If your business uses a Japanese tax agent, the Tax Office will deal directly with your agent rather than the business owners so it helps to have an agent on your side. Some tax agents charge extra for working on a tax audit whereas with others, it’s included in your annual fee. That’s something to be aware of if you’re shopping around for a tax agent.
There seems to be no shortage of auditors at the Tax Office and they could easily outnumber your accounting staff by sending about six auditors out on site. Remember that there are municipal, prefectural and national tax offices and different types of taxes so representatives from a variety of tax offices may want to be part of the action. Don’t expect a short sharp visit, either. They may stay for a week or more on site and their enquiries could drag on for another six months or more after that.
One of your best defenses against a tax audit is, of course, to keep proper books of account backed up by a good filing system so you can retrieve information easily.
Is there any good news, I hear you ask.
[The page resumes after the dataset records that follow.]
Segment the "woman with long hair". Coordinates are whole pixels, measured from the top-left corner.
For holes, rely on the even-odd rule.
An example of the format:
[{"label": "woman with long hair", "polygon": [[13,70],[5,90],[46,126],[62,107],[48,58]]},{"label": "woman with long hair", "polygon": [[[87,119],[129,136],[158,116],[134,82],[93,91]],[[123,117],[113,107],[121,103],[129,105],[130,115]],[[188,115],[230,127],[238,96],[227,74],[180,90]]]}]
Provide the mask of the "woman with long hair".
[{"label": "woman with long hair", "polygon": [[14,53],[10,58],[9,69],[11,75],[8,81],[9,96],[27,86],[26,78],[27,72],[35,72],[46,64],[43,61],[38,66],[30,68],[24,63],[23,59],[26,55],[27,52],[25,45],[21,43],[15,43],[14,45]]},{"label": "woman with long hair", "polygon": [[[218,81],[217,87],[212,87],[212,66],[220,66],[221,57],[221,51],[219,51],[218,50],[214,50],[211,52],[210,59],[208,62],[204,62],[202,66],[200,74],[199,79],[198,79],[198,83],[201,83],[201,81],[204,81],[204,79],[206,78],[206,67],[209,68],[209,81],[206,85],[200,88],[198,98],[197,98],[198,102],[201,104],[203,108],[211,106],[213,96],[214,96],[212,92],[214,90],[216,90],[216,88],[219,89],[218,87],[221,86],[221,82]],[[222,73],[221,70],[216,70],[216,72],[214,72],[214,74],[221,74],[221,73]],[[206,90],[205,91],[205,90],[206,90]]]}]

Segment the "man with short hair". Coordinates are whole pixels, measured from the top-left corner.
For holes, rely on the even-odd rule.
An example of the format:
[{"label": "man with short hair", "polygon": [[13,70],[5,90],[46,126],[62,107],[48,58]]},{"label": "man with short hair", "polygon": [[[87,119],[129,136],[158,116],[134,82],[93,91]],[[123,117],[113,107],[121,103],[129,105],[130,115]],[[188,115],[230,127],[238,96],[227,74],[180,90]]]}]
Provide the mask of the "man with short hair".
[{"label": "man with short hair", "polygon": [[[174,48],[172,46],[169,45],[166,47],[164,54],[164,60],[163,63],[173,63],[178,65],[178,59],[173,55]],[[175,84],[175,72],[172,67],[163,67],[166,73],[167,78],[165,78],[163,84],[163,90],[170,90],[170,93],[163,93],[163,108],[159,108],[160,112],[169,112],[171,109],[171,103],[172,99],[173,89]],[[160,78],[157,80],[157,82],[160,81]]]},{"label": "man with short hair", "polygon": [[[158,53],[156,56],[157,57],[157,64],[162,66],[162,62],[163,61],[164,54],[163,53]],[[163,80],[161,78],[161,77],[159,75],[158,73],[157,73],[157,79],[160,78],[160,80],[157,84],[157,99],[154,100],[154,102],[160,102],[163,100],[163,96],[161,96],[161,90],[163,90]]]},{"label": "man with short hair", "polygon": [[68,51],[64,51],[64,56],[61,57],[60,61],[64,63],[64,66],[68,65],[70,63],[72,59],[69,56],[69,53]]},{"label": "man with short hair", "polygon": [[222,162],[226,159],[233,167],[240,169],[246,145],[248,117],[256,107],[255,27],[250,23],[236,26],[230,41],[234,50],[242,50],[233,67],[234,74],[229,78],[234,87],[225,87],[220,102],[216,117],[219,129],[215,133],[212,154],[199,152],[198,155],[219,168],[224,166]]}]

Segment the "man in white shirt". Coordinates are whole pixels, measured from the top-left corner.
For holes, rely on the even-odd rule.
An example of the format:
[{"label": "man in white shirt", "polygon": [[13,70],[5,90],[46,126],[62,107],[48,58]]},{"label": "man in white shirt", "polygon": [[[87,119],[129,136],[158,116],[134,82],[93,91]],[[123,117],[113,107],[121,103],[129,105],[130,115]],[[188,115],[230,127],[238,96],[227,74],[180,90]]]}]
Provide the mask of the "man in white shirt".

Well, tax auditors in Japan seem to be a lot more amicable and tolerant than those in the west. They seem to understand that you’ve got a business to run and that their work is at the outset probably just a routine inspection; just because they’ve chosen to audit you it doesn’t mean they’re going for the jugular. If they do find any irregularities, penalties, late fees and repayment options are relatively lenient.
With the Olympus and AIJ scandals throwing doubt on Japanese business ethics at the top of the heap, you would think that the tax auditors would leave us alone but I guess, just like the rest of us, it’s the powder that keeps bringing them back.